圭介:「この戦争は“中東冷戦”だ。アメリカもソ連も、敵味方を超えてイラン革命の拡大を止めたかった。だから、イラク側に武器を流していた。」


夏美(怒りをにじませて):「でもその結果、使われたのは化学兵器だったのよ? 民間人の村で、子どもたちの肌が焼けたの。“宗教の違い”で死んだんじゃない。武器を持った大人たちの都合で死んだのよ。

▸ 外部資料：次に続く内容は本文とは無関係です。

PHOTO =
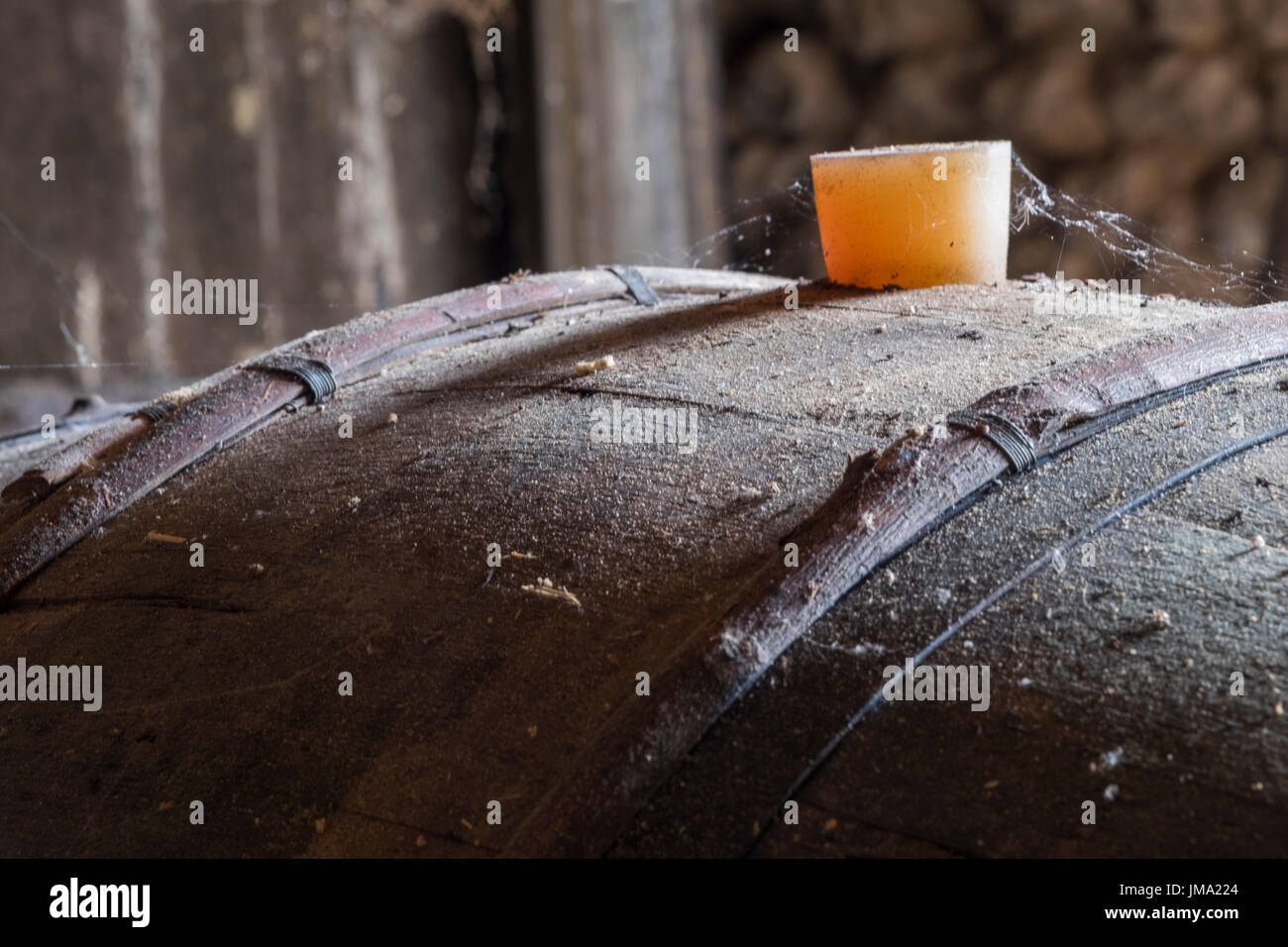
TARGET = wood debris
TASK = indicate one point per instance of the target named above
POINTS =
(597, 364)
(546, 589)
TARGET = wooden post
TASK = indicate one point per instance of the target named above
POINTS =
(629, 128)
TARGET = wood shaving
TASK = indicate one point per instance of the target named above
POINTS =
(546, 589)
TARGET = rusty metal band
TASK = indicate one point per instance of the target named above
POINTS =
(1009, 437)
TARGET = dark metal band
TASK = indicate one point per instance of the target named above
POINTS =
(636, 283)
(313, 373)
(156, 410)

第3章:「8年の泥沼戦争――なぜ止まらなかったのか?」


ひとり:「戦争って、誰かが“もうやめよう”って言えば終わると思ってたのに……」


リョウ:「イラン・イラク戦争は1980年から1988年まで続いた。両国合わせて100万人以上が死傷。だけど停戦交渉は何度も拒否された。理由?“面子”と“殉教”。」


千束:「戦争が始まると、国家って“引き返す理由”を探さない。“勝つ理由”しか探さない。だから若者たちが地雷原に突撃させられて爆死していったのよ。」


圭介:「さらに問題なのは、国連の対応が遅すぎたこと。冷戦構造で利害が分かれ、何度も停戦決議が無効化された。1988年、ようやく国連安保理決議598号で停戦成立。」


夏美(静かに):「でも、その間に生まれた子どもたちは、“戦時教育”しか受けてなかったの。彼らの世界は、“敵がいるのが前提”だった。

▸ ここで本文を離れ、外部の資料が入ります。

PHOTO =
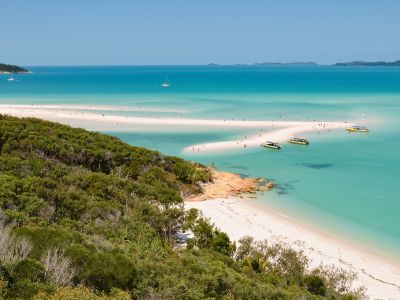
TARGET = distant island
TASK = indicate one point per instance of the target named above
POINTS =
(369, 64)
(308, 63)
(7, 69)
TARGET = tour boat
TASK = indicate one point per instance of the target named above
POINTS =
(271, 145)
(357, 129)
(299, 141)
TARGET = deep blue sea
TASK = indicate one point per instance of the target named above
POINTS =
(345, 183)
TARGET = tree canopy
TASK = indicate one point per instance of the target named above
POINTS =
(85, 216)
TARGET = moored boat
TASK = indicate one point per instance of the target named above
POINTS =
(299, 141)
(271, 145)
(357, 129)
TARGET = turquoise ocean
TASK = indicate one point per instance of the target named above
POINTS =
(346, 184)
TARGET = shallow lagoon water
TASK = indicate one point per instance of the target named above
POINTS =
(341, 182)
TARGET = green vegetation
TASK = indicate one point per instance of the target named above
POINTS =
(12, 69)
(85, 216)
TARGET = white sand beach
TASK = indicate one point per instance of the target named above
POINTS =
(239, 217)
(88, 117)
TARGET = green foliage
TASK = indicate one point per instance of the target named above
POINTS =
(84, 209)
(315, 284)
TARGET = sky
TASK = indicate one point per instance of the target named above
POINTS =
(188, 32)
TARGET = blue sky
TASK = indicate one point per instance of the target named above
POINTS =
(93, 32)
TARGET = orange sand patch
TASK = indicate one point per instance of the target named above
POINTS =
(224, 185)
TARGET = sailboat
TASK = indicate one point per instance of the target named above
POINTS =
(165, 83)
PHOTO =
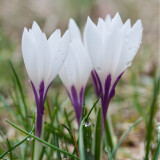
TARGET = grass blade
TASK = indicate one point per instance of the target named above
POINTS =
(124, 136)
(42, 141)
(151, 116)
(20, 88)
(157, 151)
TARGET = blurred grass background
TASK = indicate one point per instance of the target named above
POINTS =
(134, 91)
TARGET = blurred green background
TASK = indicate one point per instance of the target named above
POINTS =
(135, 85)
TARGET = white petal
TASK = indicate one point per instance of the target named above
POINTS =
(130, 47)
(60, 54)
(101, 26)
(94, 45)
(112, 54)
(77, 67)
(108, 22)
(74, 30)
(29, 56)
(116, 21)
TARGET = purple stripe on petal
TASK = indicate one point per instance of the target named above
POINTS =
(112, 92)
(77, 102)
(40, 99)
(105, 97)
(35, 94)
(97, 83)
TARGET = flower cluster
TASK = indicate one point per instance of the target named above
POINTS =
(106, 51)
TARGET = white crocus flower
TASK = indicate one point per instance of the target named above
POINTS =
(76, 69)
(112, 46)
(43, 59)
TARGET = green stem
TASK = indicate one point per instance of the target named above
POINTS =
(13, 147)
(42, 141)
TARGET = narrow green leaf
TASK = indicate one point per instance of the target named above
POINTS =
(124, 136)
(14, 146)
(42, 141)
(151, 116)
(20, 90)
(97, 137)
(57, 145)
(157, 151)
(107, 148)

最終章:キャラクターたちのモノローグ(現代への視座)


後藤ひとり:


「なんか……“革命”って聞くとカッコよく思ってたけど、その後に“何を壊して何を作るか”が、いちばん難しいんだなって……」


山田リョウ:


「宗教、政治、石油、革命、戦争。それらが組み合わさると、戦争は止められなくなる。“正義”が多すぎる時ほど、殺し合いは簡単になる。」


錦木千束:


「正義は武器になる。そして、敵が“同じ神を信じてる”ほど、その武器は鋭くなるの。いちばん壊れるのは、信じた人自身よ。」


須賀圭介:


「イラン・イラク戦争は“忘れられた戦争”だ。でもあの戦場で交わされた祈りと絶望は、今の中東の“根”にある。」


夏美:


「革命で勝った国も、戦争で勝った国も……市民にとっては、“明日も生きられるか”がすべてなのよ。